Tuesday, December 26th, 2006

it was christmas yesterday.. and we had fun at genting. well, it wasn’t as fun as expected.. but.. as long as i could spend the christmas with my loved one, i already would feel very very satisfied. =) but, just before we left genting, i shed my tears in front of him… (sigh, what a shame..) i just couldn’t control myself, cos i was too sad that the sweet moment of us would be over soon and also, the holiday would be over.. i’ll have to start my school again, spend most of my time studying again, and cannot see him that often anymore.. (as he has graduated from the college, so we cant meet as often as before anymore).. i’ll start feeling sad whenever i think of next year. i dun wanna face the stress of STPM and the sadness of being separated with him. well, we are still together of course, im just sad that we cannot meet that often anymore.

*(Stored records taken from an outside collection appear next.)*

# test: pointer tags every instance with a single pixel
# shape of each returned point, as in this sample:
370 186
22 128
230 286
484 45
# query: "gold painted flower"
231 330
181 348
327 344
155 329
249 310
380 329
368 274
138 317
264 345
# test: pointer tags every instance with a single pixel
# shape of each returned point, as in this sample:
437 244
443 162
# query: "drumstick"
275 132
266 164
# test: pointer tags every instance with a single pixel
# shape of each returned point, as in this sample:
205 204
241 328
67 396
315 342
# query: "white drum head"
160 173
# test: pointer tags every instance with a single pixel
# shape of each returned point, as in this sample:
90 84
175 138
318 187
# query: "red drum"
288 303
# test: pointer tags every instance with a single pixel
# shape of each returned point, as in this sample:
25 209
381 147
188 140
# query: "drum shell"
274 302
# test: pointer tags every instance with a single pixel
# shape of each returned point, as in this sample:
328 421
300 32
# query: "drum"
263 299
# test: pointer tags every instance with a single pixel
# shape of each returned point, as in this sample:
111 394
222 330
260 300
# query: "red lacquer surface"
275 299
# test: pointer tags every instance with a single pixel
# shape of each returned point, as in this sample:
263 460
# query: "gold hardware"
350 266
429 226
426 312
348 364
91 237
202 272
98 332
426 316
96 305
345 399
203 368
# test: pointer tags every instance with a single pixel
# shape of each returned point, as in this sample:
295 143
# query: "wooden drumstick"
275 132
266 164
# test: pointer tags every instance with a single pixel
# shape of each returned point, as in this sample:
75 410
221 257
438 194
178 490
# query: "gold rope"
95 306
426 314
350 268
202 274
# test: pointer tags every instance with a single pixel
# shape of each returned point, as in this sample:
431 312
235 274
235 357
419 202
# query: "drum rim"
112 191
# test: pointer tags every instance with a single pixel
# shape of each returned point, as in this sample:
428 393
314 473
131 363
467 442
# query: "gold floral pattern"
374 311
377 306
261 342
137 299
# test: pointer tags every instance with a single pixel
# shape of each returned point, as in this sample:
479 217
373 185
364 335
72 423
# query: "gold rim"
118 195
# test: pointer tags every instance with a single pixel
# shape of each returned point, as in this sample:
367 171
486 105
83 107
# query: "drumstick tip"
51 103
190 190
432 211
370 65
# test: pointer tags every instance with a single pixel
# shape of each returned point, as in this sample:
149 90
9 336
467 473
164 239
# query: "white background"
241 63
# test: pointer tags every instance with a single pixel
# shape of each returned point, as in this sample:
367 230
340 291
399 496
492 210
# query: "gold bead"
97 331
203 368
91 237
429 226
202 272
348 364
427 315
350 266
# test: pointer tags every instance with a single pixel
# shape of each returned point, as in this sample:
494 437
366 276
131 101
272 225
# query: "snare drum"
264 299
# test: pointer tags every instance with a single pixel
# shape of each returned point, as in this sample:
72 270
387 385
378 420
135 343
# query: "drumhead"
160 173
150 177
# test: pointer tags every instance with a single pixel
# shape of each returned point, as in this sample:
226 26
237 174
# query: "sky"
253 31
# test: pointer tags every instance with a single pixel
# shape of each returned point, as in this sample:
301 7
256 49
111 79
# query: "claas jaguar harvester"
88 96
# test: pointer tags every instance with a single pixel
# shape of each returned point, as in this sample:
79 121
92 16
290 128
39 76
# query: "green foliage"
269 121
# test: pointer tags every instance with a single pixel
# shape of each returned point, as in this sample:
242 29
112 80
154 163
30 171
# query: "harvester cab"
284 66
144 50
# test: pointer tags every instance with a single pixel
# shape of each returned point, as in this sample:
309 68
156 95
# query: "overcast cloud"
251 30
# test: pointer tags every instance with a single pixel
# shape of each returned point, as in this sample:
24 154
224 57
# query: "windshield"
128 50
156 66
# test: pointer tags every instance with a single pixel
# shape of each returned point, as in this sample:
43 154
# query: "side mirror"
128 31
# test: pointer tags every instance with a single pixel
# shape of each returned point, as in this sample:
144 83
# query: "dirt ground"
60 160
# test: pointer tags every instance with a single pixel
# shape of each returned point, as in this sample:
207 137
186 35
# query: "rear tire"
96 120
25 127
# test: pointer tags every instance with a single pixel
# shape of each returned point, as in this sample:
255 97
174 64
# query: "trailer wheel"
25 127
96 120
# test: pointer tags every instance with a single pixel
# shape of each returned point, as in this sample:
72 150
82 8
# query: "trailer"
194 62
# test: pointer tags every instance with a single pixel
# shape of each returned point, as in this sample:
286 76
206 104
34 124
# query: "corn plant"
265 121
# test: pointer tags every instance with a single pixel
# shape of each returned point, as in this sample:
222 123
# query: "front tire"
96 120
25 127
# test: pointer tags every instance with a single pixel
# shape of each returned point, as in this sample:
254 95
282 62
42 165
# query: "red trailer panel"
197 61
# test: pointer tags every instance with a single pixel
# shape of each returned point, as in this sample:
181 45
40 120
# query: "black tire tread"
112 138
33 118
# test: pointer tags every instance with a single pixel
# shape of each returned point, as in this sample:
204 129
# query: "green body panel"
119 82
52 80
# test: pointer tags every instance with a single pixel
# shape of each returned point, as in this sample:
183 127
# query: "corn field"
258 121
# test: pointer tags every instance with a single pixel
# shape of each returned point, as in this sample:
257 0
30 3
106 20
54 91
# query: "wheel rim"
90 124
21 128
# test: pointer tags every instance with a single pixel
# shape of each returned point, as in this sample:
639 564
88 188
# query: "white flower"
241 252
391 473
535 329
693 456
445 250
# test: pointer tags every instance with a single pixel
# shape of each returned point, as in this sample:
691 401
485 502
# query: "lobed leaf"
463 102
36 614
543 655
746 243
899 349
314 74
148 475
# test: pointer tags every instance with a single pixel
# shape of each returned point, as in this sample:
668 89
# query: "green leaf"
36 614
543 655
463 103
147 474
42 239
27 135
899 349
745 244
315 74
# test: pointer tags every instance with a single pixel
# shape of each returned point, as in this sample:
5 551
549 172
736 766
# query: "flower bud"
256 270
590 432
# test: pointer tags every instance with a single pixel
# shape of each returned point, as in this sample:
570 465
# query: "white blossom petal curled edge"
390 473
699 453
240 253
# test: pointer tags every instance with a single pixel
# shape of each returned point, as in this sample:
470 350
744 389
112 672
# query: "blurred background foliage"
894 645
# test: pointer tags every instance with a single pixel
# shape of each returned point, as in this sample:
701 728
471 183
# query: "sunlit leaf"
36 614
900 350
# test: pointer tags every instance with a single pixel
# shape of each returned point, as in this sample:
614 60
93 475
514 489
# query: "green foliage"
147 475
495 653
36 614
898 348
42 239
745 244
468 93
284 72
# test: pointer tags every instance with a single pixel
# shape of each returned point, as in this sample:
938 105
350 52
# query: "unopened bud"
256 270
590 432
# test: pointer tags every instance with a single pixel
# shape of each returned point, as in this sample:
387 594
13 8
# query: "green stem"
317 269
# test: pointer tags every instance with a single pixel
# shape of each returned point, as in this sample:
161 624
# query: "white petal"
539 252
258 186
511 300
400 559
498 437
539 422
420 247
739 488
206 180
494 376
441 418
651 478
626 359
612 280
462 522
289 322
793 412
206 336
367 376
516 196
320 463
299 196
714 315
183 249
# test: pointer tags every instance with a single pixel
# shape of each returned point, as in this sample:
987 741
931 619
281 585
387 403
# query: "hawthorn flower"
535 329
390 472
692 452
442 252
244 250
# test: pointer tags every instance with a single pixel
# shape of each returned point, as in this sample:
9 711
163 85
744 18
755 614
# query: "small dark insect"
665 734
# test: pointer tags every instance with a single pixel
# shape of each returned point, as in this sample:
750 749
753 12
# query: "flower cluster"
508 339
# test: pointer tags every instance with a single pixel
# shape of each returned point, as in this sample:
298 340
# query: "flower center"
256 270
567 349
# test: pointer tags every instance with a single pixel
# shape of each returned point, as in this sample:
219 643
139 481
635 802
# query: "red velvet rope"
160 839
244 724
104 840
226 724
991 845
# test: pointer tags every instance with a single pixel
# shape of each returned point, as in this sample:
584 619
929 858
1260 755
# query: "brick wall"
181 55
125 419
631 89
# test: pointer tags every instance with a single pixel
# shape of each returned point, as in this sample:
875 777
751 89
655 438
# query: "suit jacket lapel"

my family and I are moving to the new house tomorrow. but i haven’t packed anything.. cos im feeling really really exhausted. i had been sleeping for 24 hours yesterday after coming back from genting. every part of my body is in pain. =( sigh…

we’re good

Sunday, December 17th, 2006

after 3 weeks of separation with him, i got to meet him finally.. im glad that we’re still fine. we’re good like before. this shows / proves something: when we dun meet each other for a long time, our relationship will become bad; when we meet, everything will become fine and normal. sigh… without seeing him for only 3 weeks could make me go crazy already… i wonder what would happen if we were to separate for a month or 2 months or longer.. =\

christmas is coming.. he had bought me a nice anklet, which i wished to get for my christmas. =) but.. i still haven’t bought him anything.. i really hope i can get him something he wants for this christmas. anyway, im wishing everyone a very very Joyable & Cheerful christmas, and a hapPieee nEw yeaR 2007!

(thanks to those who are concerned about me.. i really appreciate ur care… anyway, dun worry about me. im okay and fine now.. =) )

depressed

Wednesday, December 13th, 2006

yes.. im feeling very down. nobody can be my good listener, that’s why im here to write my blog again.

i’ve been crying for whole night yesterday. actually, i cried from yesterday night until today morning. he cannot understand me.. as im taking the medicine everyday now, i dun feel good EVERYDAY. my whole body, especially my stomach and my breasts suffer from pain. he is supposed to understand my situation and care me more at this moment, but not getting angry and talk so badly to me! i was having a bad stomach ache yesterday night.. crying, holding my stomach and struggling on the bed in the middle of the night, i sms him for 4 times, i needed him so much. but i saw no reply from him. when i needed him most, he was never there for me. at 4am when i was already asleep, he replied me a cold + short sms. i was extremely disappointed to receive such reply from him…. i felt so so so depressed.

i dunno why but since i’ve started taking the medicine (or maybe because i am not able see him during this holiday), my temper becomes bad. i get mad at him almost everyday. we almost quarrel everyday. and slowly, our relationship becomes worse… we never talk nicely to each other now.  im really tired… i’ve tried so so hard to keep this relationship good. i tried to talk properly to him just now.. and hope to settle the problems. but his response was not good at all!!! he seemed to not understand what i said!! oh god, what can i do now???? i’ve done what i should do.  i can feel the pain in my heart now. somebody’s like keep stabbing my heart with a sharp knife.. can he heal my broken heart? i need some comfort and care from him.. but why does it seem like it’s impossible for me to get them from him? gosh.. i cry whenever i read his msg now. i dun wanna read his msg anymore.. the words he type are hurting me.. my eyes are heavy and im already tired of crying… sigh.. hope we can be as good as before.